Google’s new patent

Search engine Google released a new patent which delivers more information about its ranking factors. The document shows factors that Google may be currently using in its algorithm and others that it will be implemented in the short term and in the long term.

Until now the famous sandbox which has been a penalty for new web sites, has never been officially confirmed although most SEO specialists have noticed that almost no website could rank well on Google, especially for competitive markets, during the first 6 to 12 months. The patent refers to a date of document inception, which is the domain registration date, for a site or a single page. Recently, Google acquired the title of a registrar and it can easily query the ICANN database and include historical data as a factor for its algorithm. For example, a site that has been registered only for one year could be penalized because there are more chances that it is a spam attempt. Google probably already uses some historical data as a factor since the Florida update, the date from when most new sites can’t do well on the search engine SERP for sometime a year.
Another included factor is the frequency of documents changes over time. New pages, changes and the ratio of new to old documents will be given more importance which probably means that a site is supposed to develop its content at a reasonable rate since the first time it was crawled by Google.
Historical data is also integrated when determining how fresh the incoming links to a website are and if the tendency is towards more or fewer link popularity efforts. Over time, the search engine could eventually calculate the changes in the anchor text to deliver more “fresh” results according to the actual link popularity of a webpage.
Static links would be given more importance over links that are changing all the time – this means that not only the number, the relevancy and the quality of links are important factors but so is the fact that the links stay in place with the same anchor text. Therefore, blog and forum spam would be completely inefficient since the links keep on moving at any new post or thread.

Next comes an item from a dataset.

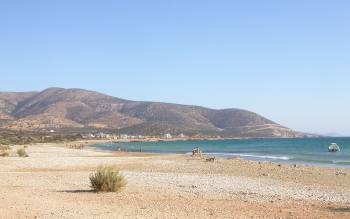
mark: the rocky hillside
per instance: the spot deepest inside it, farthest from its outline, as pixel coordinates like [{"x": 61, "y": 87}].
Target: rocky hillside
[{"x": 57, "y": 108}]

Overall and except for how exactly Google will integrate the changes, the click through rate factor is probably the most controversial one. Whether a document receives a better click through rate or not, it will be given more weight in the SERP or not, Google already uses this technique for its PPC engine. The SERP shows only the page title and the Meta description or part of the content. This partial information would deliver absolutely no valuable information in terms of relevancy or satisfaction to the searcher.
The new Google’s patent discloses what most search engine optimization and marketing professionals have been speculating on for quite some times now. Some of the factors described in the patent are probably already in use, to a certain degree, and the current frequent SERP rollbacks and the long awaited page rank update could indicate that Google is implementing some of these new factors in its ranking algorithm.